Opinion: Jan. 6 Rioters Were the Outcome of Our Political Culture
Marcia Pally for America: The Jesuit Review of Faith & Culture analyzes the Jan. 6 congressional hearings, and the “outcome of our political culture” that brought us here.
She addresses “why a third of U.S. voters nonetheless believe in the ‘big lie'” despite former President Donald Trump losing by seven million votes, failing in more than 70 lawsuits (including two that reached the U.S. Supreme Court), and being countered by his own attorney general.

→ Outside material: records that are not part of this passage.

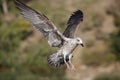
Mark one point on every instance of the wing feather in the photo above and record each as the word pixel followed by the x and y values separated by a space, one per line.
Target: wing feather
pixel 72 24
pixel 39 21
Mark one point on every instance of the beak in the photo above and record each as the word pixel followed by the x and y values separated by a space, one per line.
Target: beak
pixel 82 45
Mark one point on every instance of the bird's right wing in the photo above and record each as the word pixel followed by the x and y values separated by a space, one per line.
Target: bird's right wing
pixel 40 22
pixel 72 24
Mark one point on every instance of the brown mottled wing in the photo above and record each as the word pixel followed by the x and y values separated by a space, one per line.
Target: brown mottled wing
pixel 38 20
pixel 72 24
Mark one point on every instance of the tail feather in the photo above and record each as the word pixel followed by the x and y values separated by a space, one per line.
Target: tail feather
pixel 56 60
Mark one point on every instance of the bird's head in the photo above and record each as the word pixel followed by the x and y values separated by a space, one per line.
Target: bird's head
pixel 79 41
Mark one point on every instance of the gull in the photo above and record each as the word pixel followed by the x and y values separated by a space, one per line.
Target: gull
pixel 66 41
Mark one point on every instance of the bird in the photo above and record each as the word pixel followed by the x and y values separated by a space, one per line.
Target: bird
pixel 66 41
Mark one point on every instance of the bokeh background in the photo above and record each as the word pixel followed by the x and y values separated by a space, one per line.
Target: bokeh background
pixel 23 50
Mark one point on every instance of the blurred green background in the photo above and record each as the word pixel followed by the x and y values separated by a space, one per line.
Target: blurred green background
pixel 23 50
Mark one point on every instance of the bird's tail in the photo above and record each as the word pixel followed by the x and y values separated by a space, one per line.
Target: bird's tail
pixel 55 60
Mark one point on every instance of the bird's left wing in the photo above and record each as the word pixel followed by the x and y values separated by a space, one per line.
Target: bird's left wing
pixel 72 24
pixel 39 21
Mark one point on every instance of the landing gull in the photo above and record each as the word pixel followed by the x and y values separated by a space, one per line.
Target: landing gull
pixel 66 42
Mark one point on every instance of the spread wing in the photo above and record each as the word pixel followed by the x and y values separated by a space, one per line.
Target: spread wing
pixel 39 21
pixel 72 24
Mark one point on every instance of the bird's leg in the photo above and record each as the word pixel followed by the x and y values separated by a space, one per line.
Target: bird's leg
pixel 68 67
pixel 61 35
pixel 70 56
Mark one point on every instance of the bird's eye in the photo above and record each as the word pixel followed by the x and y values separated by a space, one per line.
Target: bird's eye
pixel 78 40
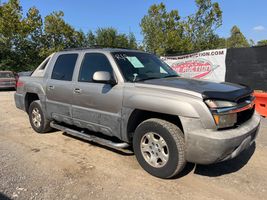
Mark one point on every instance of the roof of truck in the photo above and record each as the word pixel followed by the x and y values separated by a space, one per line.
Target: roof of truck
pixel 101 49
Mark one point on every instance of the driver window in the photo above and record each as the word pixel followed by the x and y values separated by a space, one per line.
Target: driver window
pixel 93 62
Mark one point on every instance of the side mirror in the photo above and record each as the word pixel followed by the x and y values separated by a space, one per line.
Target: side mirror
pixel 103 77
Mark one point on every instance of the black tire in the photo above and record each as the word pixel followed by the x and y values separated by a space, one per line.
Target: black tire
pixel 44 123
pixel 174 141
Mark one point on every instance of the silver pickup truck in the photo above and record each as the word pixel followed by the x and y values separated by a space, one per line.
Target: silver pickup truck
pixel 131 99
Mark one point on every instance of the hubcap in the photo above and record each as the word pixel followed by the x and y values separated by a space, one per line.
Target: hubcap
pixel 36 117
pixel 154 149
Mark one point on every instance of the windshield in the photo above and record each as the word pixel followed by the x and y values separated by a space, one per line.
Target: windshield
pixel 137 66
pixel 6 75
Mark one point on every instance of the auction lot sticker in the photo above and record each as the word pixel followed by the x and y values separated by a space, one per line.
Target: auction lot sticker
pixel 209 65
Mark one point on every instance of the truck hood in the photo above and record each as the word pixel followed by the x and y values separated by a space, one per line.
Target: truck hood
pixel 208 89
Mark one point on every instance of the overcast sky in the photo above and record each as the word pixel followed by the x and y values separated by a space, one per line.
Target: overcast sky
pixel 125 15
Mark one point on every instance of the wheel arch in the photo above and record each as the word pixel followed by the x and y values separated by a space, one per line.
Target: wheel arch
pixel 138 116
pixel 29 98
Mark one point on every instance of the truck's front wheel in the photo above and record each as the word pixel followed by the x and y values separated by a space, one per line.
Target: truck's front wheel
pixel 37 118
pixel 159 147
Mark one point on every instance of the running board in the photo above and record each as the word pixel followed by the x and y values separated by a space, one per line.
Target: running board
pixel 92 138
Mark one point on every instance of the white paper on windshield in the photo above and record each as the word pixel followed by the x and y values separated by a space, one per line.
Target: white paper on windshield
pixel 135 62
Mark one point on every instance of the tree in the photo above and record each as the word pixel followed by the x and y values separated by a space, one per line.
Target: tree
pixel 10 27
pixel 237 39
pixel 262 43
pixel 163 31
pixel 202 25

Another issue, she writes, is why 30 percent to 40 percent of Americans “see Trumpist populism as a remedy to their problems.”
Pally notes that 84% of white evangelical Protestants voted for Trump in 2020 (versus 50% of Catholics). As such, she examines this group in particular. PRRI research found that evangelical Protestants have decreased as a share of the population, from 23% in 2006 to about 15% in 2020, while Catholics remain steady at about 20%. Additionally, more than two million evangelicals left the Southern Baptist Convention between 2006 and 2020. Robert P. Jones, Ph.D., founder and president of PRRI, described “a real visceral sense of loss of cultural dominance” that has set in with the loss in status. Pally writes that the distress of evangelicals was fueled in the 20th century by the Supreme Court decision that allowed the teaching of evolution in public schools, as well as the 1962 decision that prohibited school-organized prayer.